Rodriguez points out that the "Cinderella story" - a poor woman rising above the odds to find money and love - is popular in novelas. When asked if she would like to star in such a role, she flutters her eyelashes without a trace of irony.
"Well, yeah," she says.
* * *
Telenovelas aren't just a Latin American phenomenon.
They have gone global, with entire shows sold at top dollar to networks in Poland and Russia. Consider the wide and frenzied appeal of the genre:
During one five-year stretch, a Brazilian telenovela called Escrava Isaura, about a white woman made a slave by mistake, was the top-rated show - in Poland.
The novela Los Ricos Tambien Lloran (The Rich Also Cry) was more popular than the U.S. soap Santa Barbara - in Russia.
The Colombian hit Betty la Fea, was rewritten and repackaged into Verliebt in Berlin - and was wildly popular in Germany.
Xavier Aristimuno is a Miami-based distributor of telenovelas and other Latin American TV programming. His company, Bamboo TV, specializes in distributing the shows to Asia.
Aristimuno recalls that he was lunching at a tiny beachside cafe in Bali, Indonesia, in 2001, when he mentioned to the waitress that his company was involved with the production of Cassandra, a popular novela filmed in Colombia and broadcast in Bali.
"Within 20 minutes, I had the whole village around me," said Aristimuno. "They knew more about the story than I did."
To be sure, the United States still has a grip on most television exports. But according to professor Straubhaar, the themes of the telenovela resonate across language barriers.
"It's the similarity of the social experience: emerging democracies, rapid industrialization and the stresses that go with it," he said.
Or, as Aristimuno puts it: "It's always a love story, and love stories work the same all around the world."
Dallas was probably the closest that the United States has ever come to a novela, said Straubhaar. When that show was exported to Latin America, it flopped.
"The reaction was, "we do that already, and we do it better,' " he said.
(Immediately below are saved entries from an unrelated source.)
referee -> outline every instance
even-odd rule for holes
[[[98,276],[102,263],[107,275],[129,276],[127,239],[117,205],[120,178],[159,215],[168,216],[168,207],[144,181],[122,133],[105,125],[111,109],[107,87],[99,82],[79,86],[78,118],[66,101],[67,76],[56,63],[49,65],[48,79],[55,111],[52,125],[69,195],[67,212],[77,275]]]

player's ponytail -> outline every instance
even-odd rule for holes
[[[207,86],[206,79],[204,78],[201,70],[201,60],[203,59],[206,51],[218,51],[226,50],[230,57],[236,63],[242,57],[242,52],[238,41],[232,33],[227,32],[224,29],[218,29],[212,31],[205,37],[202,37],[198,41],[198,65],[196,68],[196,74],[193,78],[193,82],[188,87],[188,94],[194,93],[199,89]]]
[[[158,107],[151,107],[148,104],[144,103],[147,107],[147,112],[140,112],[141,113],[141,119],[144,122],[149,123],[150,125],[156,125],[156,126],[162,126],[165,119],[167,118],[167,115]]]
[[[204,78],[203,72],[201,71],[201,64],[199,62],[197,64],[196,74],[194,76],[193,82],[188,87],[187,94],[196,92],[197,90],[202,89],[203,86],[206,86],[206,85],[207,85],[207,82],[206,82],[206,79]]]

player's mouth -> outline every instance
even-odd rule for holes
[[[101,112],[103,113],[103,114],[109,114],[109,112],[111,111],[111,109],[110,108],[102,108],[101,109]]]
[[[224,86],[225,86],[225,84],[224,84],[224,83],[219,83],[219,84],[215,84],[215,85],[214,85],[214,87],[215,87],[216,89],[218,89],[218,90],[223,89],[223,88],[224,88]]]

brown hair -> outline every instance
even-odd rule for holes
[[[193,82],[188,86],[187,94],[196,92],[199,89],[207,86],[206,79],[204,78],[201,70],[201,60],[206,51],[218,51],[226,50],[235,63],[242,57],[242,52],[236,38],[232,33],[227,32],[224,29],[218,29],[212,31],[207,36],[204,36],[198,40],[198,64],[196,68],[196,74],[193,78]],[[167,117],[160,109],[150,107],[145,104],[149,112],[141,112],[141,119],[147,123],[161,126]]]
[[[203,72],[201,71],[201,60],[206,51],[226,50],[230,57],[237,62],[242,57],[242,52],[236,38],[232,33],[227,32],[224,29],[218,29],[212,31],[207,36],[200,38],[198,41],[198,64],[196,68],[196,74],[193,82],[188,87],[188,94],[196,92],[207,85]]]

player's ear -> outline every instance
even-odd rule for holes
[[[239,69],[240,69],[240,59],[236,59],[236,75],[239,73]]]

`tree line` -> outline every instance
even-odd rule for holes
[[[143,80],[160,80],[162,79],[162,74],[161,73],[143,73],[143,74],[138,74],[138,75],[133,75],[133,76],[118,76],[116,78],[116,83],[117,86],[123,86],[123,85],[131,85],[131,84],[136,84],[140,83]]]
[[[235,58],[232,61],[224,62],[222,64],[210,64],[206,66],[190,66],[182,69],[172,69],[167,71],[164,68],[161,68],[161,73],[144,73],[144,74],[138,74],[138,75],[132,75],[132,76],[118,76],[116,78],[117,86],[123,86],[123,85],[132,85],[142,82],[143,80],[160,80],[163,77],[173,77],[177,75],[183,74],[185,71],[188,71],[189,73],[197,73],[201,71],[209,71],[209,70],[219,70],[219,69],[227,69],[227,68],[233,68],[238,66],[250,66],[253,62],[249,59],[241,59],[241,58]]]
But melodrama fans in the United States should stay tuned: an English-language telenovela is in the works.
Earlier this month, FremantleMedia, the London-based production company of the popular American Idol and The Apprentice TV shows told Variety that it plans to slowly introduce the novela concept in America.
FremantleMedia chief executive officer Tony Cohen told the entertainment newspaper that the first U.S. novela will be on the air by summer 2007.
Said Cohen: "We hope this love story format will sweep around the world."